By all this Bunin wasn't impressed. "Read some of what's been written. Both praises and put-downs are so utterly banal and flat," he wrote Gorky. The latter replied: "I know for sure that when this astonishment is over […] serious people will rightly say: Деревня, besides having all these artistic merits, became this first impulse that made our broken Russian society to think seriously – not of muzhik or of common people, but of Russia as a whole; it poised the question: is Russia to be or not to be?"

Contemporary critics picked at the novel's density which was unusual for Ivan Bunin's prose which up until then was placid and classicist in tone and form. According to Gorky, "if one single weakness should be pointed out, it might be summed up by one word: "density". Too much material. Each page resembles a museum." Preparing the first edition of Complete Bunin publication, the author edited the original text heavily in order to make it more 'spacious'. He went on doing this over the years. Boris Zaitsev remembered that even after having been given the Nobel Prize, Bunin continued to re-write parts of Деревня, expressing dissatisfaction with his own work in rather strong terms.

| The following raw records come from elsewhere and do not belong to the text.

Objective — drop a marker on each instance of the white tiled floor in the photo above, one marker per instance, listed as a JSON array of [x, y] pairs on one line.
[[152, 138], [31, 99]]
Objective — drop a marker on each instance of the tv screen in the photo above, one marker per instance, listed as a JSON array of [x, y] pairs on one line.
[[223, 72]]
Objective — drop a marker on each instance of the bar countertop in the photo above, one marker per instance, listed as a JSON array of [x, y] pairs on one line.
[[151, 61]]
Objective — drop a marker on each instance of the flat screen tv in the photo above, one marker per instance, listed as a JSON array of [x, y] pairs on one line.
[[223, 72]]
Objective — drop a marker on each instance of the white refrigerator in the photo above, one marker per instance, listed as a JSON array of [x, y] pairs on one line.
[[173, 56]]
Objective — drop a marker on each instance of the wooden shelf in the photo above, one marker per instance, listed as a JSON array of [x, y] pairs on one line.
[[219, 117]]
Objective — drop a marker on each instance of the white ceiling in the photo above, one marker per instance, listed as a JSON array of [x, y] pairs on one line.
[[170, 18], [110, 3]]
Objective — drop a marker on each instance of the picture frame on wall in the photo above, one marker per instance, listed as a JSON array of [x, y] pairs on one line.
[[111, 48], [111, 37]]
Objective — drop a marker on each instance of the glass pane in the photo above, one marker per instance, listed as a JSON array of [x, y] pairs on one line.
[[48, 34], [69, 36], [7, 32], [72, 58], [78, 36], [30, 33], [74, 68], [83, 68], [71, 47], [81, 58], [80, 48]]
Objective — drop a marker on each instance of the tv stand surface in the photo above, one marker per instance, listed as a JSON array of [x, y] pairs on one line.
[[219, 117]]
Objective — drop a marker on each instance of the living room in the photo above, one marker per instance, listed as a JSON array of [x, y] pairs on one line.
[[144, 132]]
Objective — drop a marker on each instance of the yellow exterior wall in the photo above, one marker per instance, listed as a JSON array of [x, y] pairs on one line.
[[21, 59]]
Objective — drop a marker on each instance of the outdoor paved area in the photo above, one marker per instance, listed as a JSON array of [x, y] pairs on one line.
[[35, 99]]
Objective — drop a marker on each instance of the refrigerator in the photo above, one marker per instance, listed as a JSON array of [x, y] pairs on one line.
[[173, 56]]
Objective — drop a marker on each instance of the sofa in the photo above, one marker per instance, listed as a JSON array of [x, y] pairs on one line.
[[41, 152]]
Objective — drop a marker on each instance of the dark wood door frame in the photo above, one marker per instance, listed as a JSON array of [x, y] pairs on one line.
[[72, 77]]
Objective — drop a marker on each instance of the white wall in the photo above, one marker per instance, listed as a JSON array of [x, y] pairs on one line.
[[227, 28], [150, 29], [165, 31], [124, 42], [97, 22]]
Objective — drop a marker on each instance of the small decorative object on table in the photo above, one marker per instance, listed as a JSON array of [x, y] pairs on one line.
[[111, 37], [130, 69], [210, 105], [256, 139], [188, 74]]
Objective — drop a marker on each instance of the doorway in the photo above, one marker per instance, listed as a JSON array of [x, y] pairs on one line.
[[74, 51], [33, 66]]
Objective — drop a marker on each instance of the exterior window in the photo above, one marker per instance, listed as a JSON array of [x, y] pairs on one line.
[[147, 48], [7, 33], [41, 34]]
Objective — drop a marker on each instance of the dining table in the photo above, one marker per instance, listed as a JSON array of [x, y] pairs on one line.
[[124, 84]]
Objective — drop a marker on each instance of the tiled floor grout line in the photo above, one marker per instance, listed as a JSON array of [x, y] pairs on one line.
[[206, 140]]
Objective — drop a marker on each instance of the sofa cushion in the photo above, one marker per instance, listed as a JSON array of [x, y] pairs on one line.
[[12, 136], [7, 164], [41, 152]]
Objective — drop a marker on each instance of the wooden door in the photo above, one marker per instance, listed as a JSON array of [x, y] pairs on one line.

"What he did before [The Village] was tell of things that happened yesterday, things that warranted some kind of retrospect assessment – and all those things bore a kind of elegiac shade of reminiscence that was so dear to his heart", Soviet poet and critic Alexander Tvardovsky wrote. This new work was totally different. According to Tvardovsky, Bunin shared his character Balashkins's views on rural Russia's degradation as fatal in terms of the country's future history. "The utter gloominess of this short novel in retrospect could be seen as a kind of mental preparation towards breaking up with his Motherland that followed years later," the critic argued.